Hacker verwenden ThrottleStop: Wie der Intel-Treiber den Weg für den Akira-Virus öffnet.
Cyber-Sicherheitsexperten haben eine neue Methode zur Umgehung des Microsoft Defender-Schutzes entdeckt, die es Angreifern ermöglicht, den Ransomware-Virus Akira zu installieren. Dieses Schema nutzt eine Schwachstelle im legalen Treiber rwdrv.sys, der Teil des ThrottleStop-Tools für Intel-Prozessoren ist.
Durch diese Schwachstelle können Angreifer auf den Kernel des Betriebssystems zugreifen, um ihren schädlichen Treiber hlpdrv.sys zu laden. Dieser Treiber ändert die Windows-Registry und deaktiviert die Schutzfunktionen des Microsoft Defender, wodurch Angriffe ermöglicht werden. Laut Experten verbreitet sich der Virus Akira auf diese Weise in letzter Zeit, und die Welle der Infektionen begann im Juli.
Experten betonen, dass selbst legale Programme gefährliche Treiber enthalten können, die zu potenziellen Angriffsinstrumenten werden.
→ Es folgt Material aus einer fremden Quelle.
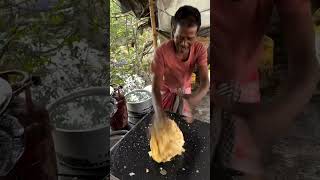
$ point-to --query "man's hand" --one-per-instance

Experten haben herausgefunden, dass es Hackern gelungen ist, den Microsoft Defender-Schutz zu umgehen, indem sie die Schwachstelle im ThrottleStop-Treiber für Intel-Prozessoren ausnutzten. Dies ermöglichte es ihnen, den Ransomware-Virus Akira zu installieren und den Zugang zum System zu öffnen, wodurch der Schutz umgangen wurde. Experten betonen die Bedeutung der ständigen Sicherstellung der Sicherheit von Computersystemen und der Vermeidung der Verwendung gefährlicher Treiber.